History is an inspiration to me personally, because it is
stories, and being a filmmaker is being a storyteller.
I attended the Green Door Printmaking Studio, an
‘environmentally friendly, open access printmaking community offering
print-based fine art workshops and facilities.’ This was my favorite filming
visit because the subject matter was diverse and colorful.
Louise West Lace Making was the other filming visit I
attended. Louise had knowledge about her area that made for interesting
conversation and in turn great material for the film.
As a film production student at the University of Derby I do
a lot of work making independent short films. I’m also a Videographer for a
marketing company in Nottingham. I try to broaden my experience in every
direction, so having this different perspective on working to a client brief
was valuable. Being out in these live filming environments is fast paced, but
there is always help there when you need it: Help setting up in tight spots,
suggestions for angles when you’re stuck for ideas, and to build trust with the
I wasn’t sure what filming would be like. I had only
recently started first year when I applied to the museum and I was still
inexperienced, but I was coached through every stage of filming in the months
leading to the visit. We practiced building and breaking down the kit, lighting
a subject, interviewing and being interviewed, so that when we went on location
we knew what to do, with only minor tailoring needed. The skills I learned from
filming Make Works I took into projects at University, and the skills I learned
at University gave a solid foundation of understanding for Make Works. Having
these run parallel gave me an outlet to practice and to learn.
I’ve also learnt that there are a lot of independent makers
in derby, none of which were previously in my sphere of awareness. This has
been an opportunity to expand their reach, to promote creativity in the local
environment. Anything I can do to boost the creative sector which I am a part
of is a great achievement, and it’s something I am proud of.

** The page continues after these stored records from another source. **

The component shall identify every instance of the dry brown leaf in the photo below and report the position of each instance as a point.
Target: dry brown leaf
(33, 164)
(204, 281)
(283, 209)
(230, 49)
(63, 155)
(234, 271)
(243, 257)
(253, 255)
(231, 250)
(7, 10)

For me as a filmmaker the most beneficial element of the
filming visits was great variety in experience. For example, learning the
processes for location shooting, sound recording, then editing to a brief. It
was a holistic journey in which I was supported at every stage and which I
learned much about filmmaking.
I would recommend this for any first year student in the
visual arts looking to gain experience alongside their course.